The Cave Review
By Joe Lozito
A Hole Lotta Trouble
In the interest of full disclosure I can tell you there was very little way a movie like "The Cave" was going to get more than two stars. Maybe two-and-a-half if the filmmakers really put in some extra effort. Three if the heavens were smiling down. It's not that I'm not some kind of snob or anything; I love a good "Alien" rip-off as much as the next guy. Even
"Pitch Black" had its moments. And in all honesty, I have a real weakness for the kind of movie that dares to start with a title card that reads "Cold War Romania - 30 Year Ago" before continuing on to "Carpathian Mountains - Present Day." So to its credit "The Cave" absolutely had me at "hello".

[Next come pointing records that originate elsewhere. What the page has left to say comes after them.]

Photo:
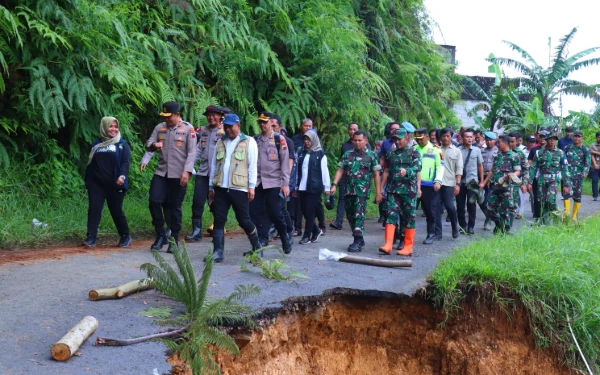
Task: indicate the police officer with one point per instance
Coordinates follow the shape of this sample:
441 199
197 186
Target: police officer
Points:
272 182
552 167
432 171
176 141
402 167
501 204
205 149
356 168
232 183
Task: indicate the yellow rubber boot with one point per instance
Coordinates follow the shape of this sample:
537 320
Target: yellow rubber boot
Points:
409 241
390 229
567 208
576 206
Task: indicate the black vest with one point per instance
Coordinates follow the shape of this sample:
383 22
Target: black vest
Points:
314 181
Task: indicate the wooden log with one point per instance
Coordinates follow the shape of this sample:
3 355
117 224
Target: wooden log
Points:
120 291
70 343
376 262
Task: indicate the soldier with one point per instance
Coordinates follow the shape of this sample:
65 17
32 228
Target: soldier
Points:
207 141
403 165
579 159
501 204
272 183
176 141
551 167
517 189
232 182
432 171
356 168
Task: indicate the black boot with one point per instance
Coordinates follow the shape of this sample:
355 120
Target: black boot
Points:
90 241
173 246
196 231
218 245
286 243
161 239
256 245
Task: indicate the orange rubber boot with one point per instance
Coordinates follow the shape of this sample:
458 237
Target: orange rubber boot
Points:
409 241
389 239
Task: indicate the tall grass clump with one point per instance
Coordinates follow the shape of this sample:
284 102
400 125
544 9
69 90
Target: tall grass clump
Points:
554 271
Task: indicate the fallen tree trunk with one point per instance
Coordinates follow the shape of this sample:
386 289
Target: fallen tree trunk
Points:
70 343
120 291
101 341
376 262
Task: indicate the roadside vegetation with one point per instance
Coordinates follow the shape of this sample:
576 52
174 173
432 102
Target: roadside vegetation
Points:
552 270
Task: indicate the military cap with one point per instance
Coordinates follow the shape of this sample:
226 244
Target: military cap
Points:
399 133
408 126
490 135
231 119
169 108
420 133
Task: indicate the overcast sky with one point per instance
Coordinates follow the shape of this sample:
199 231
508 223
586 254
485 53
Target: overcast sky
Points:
478 27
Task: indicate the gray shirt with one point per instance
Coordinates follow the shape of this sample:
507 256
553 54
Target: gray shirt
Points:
470 166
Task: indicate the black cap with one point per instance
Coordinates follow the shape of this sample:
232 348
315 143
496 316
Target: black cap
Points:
170 108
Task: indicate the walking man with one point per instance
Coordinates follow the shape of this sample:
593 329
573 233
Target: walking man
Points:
402 168
233 176
176 141
356 168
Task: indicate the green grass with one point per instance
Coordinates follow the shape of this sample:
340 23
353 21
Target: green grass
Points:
554 271
67 219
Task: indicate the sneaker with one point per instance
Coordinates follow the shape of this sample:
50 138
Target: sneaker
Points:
125 241
315 238
305 241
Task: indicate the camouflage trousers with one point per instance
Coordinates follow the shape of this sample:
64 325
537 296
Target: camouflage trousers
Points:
402 208
501 206
356 208
576 189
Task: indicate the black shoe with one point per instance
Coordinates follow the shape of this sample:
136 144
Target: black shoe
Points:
125 241
336 225
429 239
196 231
316 236
90 241
304 241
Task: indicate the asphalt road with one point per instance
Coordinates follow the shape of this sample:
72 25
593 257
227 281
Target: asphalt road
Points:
40 302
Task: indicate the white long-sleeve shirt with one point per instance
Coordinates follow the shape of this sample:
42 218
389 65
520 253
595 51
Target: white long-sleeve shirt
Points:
324 173
230 145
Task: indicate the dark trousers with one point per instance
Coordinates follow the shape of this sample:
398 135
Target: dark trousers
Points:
339 217
309 207
428 203
236 199
97 194
462 199
168 191
445 198
595 175
266 209
200 197
295 210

In case you haven't guessed from the title, here's the setup: a group of hotshot spelunkers (yep, you read that right) finds themselves trapped miles underground with a particularly vicious beast out of the H.R. Giger fall catalog. With mercifully little exposition first-time director Bruce Hunt gets our intrepid team underground. Almost immediately, as you might guess, our heroes get cut off. So too, unfortunately, does any sense of suspense.
Firstly, for a film called "The Cave" there sure was a lot of light coming from somewhere down there. Actually, aside from being trapped, it didn't seem like such a bad place to be. While there are one or two claustrophobic moments, you rarely get the feeling that this group is much further away from civilization than the door off the soundstage.
Cole Hauser (also in "Pitch Black") gives a typically bland performance (also in "Pitch Black") as the group's leader. Piper Perabo, hoping we've forgotten "Coyote Ugly" (we haven't), shows up along with the lovely Lena Headey to provide some window dressing. That's about all I have to say about the characters aside from the fact that it took a lot of will power to keep the word characters out of double-quotes.
Of course, it's not like this kind of movie needs much character development if there's at least an interesting monster running about. The problem with "The Cave" is the creature itself, which moves like "Alien", sees like "Predator" and looks different in every shot. Mr. Hunt does his best to create scary "attack montages", but he can't hide the fact that the script by Michael Steinberg and Tegan West put as little thought into the monster as they did into the title.
There's some technobabble explanation about "genetic mutation", a "closed ecosystem" and I think I even heard the word "primeval" in there somewhere but none of that counts for anything if the film can't come up with the goods. And in that regard, "The Cave" lets us even further down than the titular fissure. On the upside, however, at least I got to use the word "spelunker".